Platon souligne alors l’opposition de l’éthique héroïque et de l’éthique dialectique. L’éthique héroïque met en avant les valeurs de la promptitude (de corps comme d’esprit) : oxutès, et de la vitesse, takhos (306 c10), ainsi que de sphodrotès (306 e 5, véhémence, impétuosité, force). Ethique de l’action. L’éthique dialectique met en avant d’autres valeurs : èremaia (307 a1) marque le caractère doux, paisible et tranquille, bradea et malaka (307 a9) sont la lenteur et la douceur, leia et barea disent un caractère uni et grave (307 a10). Sagesse de l’homme civil, intériorisée et méditative. Ethique de la réflexion.
            Appartient encore à cette sagesse le mouvement rythmique (ruthmikè kinèsis, 307 a 10). Dans Les Lois, Platon fait de la danse du chœur dans le cercle de l’orchestre l’image la plus pure de l’harmonie civile. La fureur guerrière est plus qu’humaine et la guerre homérique mêle les hommes avec les dieux. La tempérance (sôphrosunè) civile donne à l’homme sa vraie mesure, de même que le rythme musical apprivoise le geste et lui communique la forme de la beauté. Contraires, l’éthique de l’action et l’éthique de la réflexion sont pourtant indissociables. Ainsi les enfants d’Œdipe, à la fois ennemis et inséparables. En effet, l’un sans l’autre dégénère et perd la mesure : c’est ainsi que le courage (andreia) sans la tempérance (sôphrosunè) verse dans la violence et la démesure (hubristikà) et dans l’extravagance et la folie furieuse (manikà) : 307 b 10. Platon dira plus loin que le caractère énergique, si on ne le mélange pas avec le caractère tempéré, dégénère après quelques générations en véritables fureurs (pantapas, maniais, 310 d 8). Inversement, le caractère paisible, s’il n’est pas porté par l’élan du courage, dégénère de son côté en lâcheté (deila) et indolence (blakika, 307 c2). Si on n’entrelace pas la modération à l’énergie, alors « elle devient nonchalante à l’excès et finit dans un état d’infirmité complète », comme le précise un peu plus loin Platon (310 e 2-3).

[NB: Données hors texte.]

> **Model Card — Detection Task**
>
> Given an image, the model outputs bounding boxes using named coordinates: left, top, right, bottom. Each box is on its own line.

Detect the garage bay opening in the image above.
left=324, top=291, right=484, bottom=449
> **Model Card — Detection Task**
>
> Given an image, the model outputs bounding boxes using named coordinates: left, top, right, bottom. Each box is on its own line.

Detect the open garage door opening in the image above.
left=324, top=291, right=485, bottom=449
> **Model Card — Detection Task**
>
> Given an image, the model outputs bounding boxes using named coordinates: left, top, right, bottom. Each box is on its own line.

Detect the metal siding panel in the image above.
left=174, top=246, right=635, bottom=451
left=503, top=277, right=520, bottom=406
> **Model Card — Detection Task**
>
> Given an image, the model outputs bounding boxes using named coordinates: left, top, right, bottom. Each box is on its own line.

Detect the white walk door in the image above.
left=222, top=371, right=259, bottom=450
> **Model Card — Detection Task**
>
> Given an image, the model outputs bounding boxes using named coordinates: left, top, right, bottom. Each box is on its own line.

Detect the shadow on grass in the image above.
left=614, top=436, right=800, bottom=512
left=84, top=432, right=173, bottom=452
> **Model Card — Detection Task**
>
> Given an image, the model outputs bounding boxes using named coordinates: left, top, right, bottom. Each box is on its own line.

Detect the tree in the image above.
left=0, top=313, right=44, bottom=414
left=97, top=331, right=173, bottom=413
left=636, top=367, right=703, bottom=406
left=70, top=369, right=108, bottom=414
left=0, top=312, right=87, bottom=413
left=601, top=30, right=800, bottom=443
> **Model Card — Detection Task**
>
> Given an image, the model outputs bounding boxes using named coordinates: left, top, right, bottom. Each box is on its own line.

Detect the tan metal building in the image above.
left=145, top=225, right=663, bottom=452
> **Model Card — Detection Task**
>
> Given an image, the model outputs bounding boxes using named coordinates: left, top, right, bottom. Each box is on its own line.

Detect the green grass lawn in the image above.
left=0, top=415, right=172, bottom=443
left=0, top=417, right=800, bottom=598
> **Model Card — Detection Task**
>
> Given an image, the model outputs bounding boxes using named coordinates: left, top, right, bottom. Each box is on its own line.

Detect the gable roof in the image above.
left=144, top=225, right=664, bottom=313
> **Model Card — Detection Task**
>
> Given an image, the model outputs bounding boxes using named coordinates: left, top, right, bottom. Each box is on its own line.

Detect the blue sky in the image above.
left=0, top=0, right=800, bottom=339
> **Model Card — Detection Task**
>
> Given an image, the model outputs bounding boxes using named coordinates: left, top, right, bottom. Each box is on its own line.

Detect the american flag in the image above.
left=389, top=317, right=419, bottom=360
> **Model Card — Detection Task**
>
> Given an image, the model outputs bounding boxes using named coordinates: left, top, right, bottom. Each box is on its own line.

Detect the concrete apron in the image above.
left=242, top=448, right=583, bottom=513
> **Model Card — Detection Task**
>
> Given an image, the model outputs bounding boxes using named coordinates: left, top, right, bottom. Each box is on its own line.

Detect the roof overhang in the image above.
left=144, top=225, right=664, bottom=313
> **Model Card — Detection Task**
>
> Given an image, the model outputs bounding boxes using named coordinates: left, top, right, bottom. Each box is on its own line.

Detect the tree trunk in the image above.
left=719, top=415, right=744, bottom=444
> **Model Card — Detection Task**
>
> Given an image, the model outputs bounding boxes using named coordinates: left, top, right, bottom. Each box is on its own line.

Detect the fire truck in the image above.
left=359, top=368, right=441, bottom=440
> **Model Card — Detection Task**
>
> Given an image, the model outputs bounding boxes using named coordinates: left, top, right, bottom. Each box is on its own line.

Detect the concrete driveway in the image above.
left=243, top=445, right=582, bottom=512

            La contradiction est donc dialectique : elle ne saurait être résolue par l’analyse, mais seulement par la synthèse. L’art royal du tissage sait donc être science des synthèses (tôn sunthetikôn epistèmè, 308 c 1). Il faut bien tempérer, comme on le fait d’un clavecin, l’âme du citoyen : l’amour exclusif de la paix conduit en effet à la servitude (307 e), il « glisse, sans qu’on y prenne garde, de la liberté à l’esclavage » (308 a 1-2) ; mais l’amour exclusif de la guerre conduit inversement à la ruine de la patrie et à la perte de l’indépendance (308 a). C’est ainsi qu’au chant VIII de l’Odyssée, Ulysse chez les Phéaciens, à la cour d’Alkinoos, pleure en écoutant l’aède Démodocos (mot à mot la poutre, la charpente – dokos – du peuple) chanter la guerre de Troie, il pleure comme, dit Homère, une femme pleure sur le corps de son époux mort. Pour le héros de la sôphrosunè, l’épopée guerrière n’a enfanté que deuils et malheurs.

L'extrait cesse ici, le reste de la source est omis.